その反動で揺れる胸を見たレイルの顔が、再び朱に染まる。
「わかりました……その仕事、引き受けます」
「ありがとうございます!」
書類にサインをもらい、受け取るとメルは深々とおじぎをして見せる。
「それでは……いってらっしゃいませー!」
こうしてレイルはメルに見送られながらギルドを後にした。
二日後――。
スロウアウェイは今日も賑わっていた。
カウンターの近くの二人の屈強そうな男が立ち話をしている。
「おい、聞いたか? また若いやつが仕事に失敗したらしいぜ」
「ああ、ターブの一件だろ。
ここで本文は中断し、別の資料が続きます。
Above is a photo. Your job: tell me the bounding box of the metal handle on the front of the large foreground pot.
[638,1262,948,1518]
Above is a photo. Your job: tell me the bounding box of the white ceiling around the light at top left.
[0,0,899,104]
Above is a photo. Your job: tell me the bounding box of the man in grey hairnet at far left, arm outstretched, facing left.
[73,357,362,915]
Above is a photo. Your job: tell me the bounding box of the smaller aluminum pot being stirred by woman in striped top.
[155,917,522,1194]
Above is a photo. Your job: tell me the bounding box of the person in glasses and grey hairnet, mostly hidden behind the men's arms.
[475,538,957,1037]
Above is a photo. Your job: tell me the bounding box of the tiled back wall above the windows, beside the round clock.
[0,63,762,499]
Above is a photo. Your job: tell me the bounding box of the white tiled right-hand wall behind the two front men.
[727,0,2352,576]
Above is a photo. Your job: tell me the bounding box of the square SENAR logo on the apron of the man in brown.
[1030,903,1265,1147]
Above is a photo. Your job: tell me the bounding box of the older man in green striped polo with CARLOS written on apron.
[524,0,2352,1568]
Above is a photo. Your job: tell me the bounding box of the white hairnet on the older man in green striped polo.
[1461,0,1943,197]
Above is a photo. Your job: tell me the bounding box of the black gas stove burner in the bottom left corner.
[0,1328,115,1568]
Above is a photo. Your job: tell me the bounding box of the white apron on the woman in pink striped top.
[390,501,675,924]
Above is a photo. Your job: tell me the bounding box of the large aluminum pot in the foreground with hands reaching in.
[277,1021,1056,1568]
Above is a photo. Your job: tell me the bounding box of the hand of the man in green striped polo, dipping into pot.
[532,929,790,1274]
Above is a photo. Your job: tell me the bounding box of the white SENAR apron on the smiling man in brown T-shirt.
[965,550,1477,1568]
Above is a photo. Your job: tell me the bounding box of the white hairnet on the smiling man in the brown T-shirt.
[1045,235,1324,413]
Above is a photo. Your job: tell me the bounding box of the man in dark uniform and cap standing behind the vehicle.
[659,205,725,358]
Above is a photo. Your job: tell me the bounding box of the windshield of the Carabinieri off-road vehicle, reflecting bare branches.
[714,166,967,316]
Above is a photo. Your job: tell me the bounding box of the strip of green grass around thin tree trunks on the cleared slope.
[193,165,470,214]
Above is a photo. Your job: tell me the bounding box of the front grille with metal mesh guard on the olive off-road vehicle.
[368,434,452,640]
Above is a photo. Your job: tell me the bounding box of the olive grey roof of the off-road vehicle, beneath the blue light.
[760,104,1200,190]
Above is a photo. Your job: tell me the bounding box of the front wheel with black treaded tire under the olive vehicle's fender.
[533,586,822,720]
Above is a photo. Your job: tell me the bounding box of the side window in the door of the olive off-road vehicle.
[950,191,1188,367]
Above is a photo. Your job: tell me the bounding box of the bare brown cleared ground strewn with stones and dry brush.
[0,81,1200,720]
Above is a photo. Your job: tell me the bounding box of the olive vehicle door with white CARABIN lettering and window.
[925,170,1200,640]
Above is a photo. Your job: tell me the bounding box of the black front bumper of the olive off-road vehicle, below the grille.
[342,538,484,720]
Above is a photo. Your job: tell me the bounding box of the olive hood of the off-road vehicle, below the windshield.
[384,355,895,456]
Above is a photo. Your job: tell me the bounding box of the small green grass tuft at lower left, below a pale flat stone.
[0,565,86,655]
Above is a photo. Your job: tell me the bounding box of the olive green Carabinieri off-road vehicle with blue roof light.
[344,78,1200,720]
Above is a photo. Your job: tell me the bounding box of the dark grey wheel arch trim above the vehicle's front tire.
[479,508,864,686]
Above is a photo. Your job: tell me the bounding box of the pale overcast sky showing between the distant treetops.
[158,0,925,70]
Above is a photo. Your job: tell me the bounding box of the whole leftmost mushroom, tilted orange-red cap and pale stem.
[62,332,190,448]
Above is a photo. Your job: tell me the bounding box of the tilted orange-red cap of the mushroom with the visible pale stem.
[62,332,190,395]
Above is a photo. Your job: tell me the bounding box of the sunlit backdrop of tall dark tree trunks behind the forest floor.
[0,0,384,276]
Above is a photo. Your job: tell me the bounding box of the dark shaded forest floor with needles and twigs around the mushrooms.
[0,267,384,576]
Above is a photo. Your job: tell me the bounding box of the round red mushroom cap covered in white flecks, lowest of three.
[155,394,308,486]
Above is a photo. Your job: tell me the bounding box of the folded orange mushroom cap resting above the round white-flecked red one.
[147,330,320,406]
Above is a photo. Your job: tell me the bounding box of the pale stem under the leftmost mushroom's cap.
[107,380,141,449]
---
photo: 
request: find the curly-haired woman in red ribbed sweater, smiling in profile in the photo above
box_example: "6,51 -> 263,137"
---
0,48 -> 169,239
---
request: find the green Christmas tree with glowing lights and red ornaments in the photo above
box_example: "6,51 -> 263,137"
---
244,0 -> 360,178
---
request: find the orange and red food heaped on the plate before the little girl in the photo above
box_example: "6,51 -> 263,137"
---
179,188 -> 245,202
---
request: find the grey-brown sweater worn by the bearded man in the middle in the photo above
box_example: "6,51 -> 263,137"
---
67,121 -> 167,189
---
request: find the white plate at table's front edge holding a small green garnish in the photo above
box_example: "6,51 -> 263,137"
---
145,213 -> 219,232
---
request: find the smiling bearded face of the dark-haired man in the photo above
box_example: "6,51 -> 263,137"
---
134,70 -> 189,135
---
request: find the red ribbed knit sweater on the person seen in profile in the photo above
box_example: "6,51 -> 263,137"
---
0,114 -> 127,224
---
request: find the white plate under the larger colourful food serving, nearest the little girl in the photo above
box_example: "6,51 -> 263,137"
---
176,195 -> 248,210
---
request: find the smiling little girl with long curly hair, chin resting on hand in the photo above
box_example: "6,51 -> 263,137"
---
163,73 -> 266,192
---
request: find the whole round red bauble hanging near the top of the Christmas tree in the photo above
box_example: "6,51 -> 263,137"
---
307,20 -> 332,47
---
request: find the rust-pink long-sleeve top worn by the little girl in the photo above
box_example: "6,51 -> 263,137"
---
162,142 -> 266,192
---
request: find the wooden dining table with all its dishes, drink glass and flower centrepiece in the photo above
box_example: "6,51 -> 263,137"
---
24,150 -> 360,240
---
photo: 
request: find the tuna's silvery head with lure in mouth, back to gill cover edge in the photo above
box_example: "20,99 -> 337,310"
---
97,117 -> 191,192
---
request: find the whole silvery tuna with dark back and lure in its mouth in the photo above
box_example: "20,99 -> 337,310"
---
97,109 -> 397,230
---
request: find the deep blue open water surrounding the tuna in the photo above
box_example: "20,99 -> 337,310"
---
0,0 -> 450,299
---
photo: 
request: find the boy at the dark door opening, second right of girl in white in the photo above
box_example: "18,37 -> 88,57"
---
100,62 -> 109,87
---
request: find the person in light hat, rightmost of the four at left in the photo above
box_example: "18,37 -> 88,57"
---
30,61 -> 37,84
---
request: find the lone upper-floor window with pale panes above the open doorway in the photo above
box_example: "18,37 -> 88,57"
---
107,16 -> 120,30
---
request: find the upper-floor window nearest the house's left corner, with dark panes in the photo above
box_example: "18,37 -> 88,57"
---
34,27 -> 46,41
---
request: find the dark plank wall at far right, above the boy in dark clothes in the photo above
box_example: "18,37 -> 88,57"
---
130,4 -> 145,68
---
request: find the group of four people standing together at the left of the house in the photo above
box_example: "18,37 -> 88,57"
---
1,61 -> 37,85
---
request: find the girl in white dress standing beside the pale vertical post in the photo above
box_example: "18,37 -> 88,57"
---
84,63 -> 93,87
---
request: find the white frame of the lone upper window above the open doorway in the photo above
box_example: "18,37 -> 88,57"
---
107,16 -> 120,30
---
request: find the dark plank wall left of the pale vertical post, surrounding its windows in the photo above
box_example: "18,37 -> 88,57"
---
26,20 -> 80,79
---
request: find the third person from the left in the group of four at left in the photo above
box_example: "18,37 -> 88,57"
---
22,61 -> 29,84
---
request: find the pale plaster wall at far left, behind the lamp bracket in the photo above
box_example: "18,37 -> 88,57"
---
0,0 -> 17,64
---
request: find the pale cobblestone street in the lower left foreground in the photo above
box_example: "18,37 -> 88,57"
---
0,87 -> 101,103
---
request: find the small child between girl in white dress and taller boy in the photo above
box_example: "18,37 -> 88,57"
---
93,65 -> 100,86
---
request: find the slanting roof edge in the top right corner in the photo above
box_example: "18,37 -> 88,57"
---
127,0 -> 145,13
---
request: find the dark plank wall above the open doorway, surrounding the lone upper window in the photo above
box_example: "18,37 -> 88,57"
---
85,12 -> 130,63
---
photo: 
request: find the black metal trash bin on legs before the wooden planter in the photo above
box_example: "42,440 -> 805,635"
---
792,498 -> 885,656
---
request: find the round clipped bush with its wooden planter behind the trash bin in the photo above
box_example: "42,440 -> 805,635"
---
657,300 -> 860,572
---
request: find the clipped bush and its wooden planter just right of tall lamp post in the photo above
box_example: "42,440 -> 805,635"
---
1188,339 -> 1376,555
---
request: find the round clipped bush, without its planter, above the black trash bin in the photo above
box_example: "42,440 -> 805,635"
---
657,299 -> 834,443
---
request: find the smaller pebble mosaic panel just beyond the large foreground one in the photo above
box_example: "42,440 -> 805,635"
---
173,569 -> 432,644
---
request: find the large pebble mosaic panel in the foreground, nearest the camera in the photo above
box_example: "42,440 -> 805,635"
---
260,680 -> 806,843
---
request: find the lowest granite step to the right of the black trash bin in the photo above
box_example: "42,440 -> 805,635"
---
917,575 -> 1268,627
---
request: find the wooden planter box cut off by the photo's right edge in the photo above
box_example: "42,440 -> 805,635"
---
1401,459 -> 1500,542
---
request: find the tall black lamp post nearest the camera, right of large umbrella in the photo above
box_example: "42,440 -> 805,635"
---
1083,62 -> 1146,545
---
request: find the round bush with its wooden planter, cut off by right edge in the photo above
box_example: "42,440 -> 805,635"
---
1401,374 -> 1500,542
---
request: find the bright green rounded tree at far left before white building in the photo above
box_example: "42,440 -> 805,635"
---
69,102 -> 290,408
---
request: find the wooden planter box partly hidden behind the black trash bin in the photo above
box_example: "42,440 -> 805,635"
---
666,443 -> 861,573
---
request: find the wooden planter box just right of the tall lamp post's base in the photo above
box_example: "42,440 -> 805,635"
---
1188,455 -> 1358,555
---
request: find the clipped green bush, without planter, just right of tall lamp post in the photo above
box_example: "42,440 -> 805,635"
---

オークに正面から挑んで、後ろから別の仲間にやられたってな。洞窟に引きずり込まれる姿を村人が見たってよ」
「勇気があるっつうか無謀っつうか……若いやつは無茶しやがるぜ全く。オークが群れて行動するって知らなかったのかね」
「最近増えたよなぁ。身の丈に合わない仕事は受けるもんじゃねぇぜ全く」
男たちの話を聞きながら、メルが誰にも聞こえないような小声で呟く。
「うーん……だめだったかぁ……」
言いながら、書類に押印する。
その書類はレイルのギルド登録証で、赤いインクで押された印には【死亡】と書かれていた。
「もっと頑張ってほしかったなぁ」
憂いのある表情で、書類に目を落とす。
「……次の人は、期待に応えてくれるといいけど。ふふ」
そしてすぐに笑顔に戻ると、その書類を雑にカウンターの脇にどける。
「こんにちは! ご用件をおうかがいします! はい、新規登録ですね!」
メルは実験していた。冒険者がどこまで無茶な依頼をこなすことができるのか。
メルは楽しんでいた。傷ついた冒険者がそれでも嬉しそうに依頼の達成を報告しに来る姿を。
この先も犠牲者は増え続けるのだろう。新しい冒険者はいくらでもやってくるのだから。
この先もメルは無理な仕事の紹介を続けるのだろう。彼女の欲望に終わりはないのだから。